Dividend mutual funds are stock mutual funds that primarily invest in companies that pay dividends, which are profits that companies share with stock shareholders. Dividends can be received as a source of income or they can be used to buy more shares of the mutual fund. Most investors who buy dividend mutual funds are usually looking for a source of income, which is to say that the investor would like steady and reliable payments from their mutual fund investment.
In most cases, because of their income-generating nature, dividend mutual funds are best-suited for retired investors. Dividend mutual funds also tend to be less aggressive (less risky) than other types of funds, such as growth stock mutual funds.
Some investors also like to use mutual funds that pay dividends in economic environments where bond mutual funds are not attractive.
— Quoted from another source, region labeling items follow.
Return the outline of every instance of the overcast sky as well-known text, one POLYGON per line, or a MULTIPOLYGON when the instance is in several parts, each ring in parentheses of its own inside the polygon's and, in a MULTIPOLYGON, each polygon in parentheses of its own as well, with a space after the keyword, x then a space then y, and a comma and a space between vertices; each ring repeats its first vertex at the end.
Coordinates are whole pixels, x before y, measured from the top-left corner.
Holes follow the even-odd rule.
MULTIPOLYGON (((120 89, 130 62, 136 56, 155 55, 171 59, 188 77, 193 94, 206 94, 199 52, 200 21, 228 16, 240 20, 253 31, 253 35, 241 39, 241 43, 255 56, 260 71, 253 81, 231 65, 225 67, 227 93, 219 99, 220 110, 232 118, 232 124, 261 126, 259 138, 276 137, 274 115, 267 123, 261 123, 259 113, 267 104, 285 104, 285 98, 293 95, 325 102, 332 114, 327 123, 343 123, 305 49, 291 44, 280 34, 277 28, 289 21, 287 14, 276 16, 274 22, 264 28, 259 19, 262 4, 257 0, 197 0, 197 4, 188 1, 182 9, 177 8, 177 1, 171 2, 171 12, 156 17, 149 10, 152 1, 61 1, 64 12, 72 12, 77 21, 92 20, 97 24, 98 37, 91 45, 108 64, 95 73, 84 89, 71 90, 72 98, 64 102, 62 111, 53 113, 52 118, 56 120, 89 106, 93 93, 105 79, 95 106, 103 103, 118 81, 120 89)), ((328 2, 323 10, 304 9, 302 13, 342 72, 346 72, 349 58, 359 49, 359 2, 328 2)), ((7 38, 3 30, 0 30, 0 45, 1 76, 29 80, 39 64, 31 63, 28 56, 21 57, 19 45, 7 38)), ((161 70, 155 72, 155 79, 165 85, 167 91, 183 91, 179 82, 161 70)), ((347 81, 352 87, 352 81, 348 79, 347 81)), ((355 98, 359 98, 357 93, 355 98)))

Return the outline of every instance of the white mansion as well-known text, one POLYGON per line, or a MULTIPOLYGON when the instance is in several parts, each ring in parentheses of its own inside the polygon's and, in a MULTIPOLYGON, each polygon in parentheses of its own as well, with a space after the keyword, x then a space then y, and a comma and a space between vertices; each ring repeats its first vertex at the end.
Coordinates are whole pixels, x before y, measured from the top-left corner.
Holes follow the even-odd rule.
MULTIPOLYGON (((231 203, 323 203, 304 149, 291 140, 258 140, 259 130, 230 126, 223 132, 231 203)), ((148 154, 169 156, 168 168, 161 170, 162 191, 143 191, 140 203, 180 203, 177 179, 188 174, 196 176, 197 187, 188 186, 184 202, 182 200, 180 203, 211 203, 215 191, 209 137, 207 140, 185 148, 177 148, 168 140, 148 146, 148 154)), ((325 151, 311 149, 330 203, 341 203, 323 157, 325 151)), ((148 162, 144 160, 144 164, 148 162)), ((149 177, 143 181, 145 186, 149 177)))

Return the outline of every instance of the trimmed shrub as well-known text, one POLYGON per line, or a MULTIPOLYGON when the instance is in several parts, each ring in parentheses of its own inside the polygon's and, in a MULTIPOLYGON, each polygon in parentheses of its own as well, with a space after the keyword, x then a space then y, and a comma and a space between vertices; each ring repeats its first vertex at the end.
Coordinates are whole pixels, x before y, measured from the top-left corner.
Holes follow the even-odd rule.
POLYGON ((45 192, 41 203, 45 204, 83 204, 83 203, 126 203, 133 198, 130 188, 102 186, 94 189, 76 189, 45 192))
For example, when interest rates are low but economic conditions are generally good, bond funds can have lower yields than dividend mutual funds.
Dividend Mutual Funds– How dividend are paid?
- Growth linked mutual funds invests with objective of capital appreciation.
- Dividend linked mutual funds invests with objective of dividend payment.
- Dividend is paid from the profit made by the fund in last one year (say). If there is no profit there will be no dividend disbursement.
- Dividend can be credited directly to investor’s bank account.
- For this the investors must select the ‘dividend payout’ option instead of ‘dividend reinvest’ option.
In case of dividend reinvest option (growth), the reinvested amount is used to buy more units at prevailing NAV. In this case the investor will see the number of units growing. But there will be no cash in-flow in short term.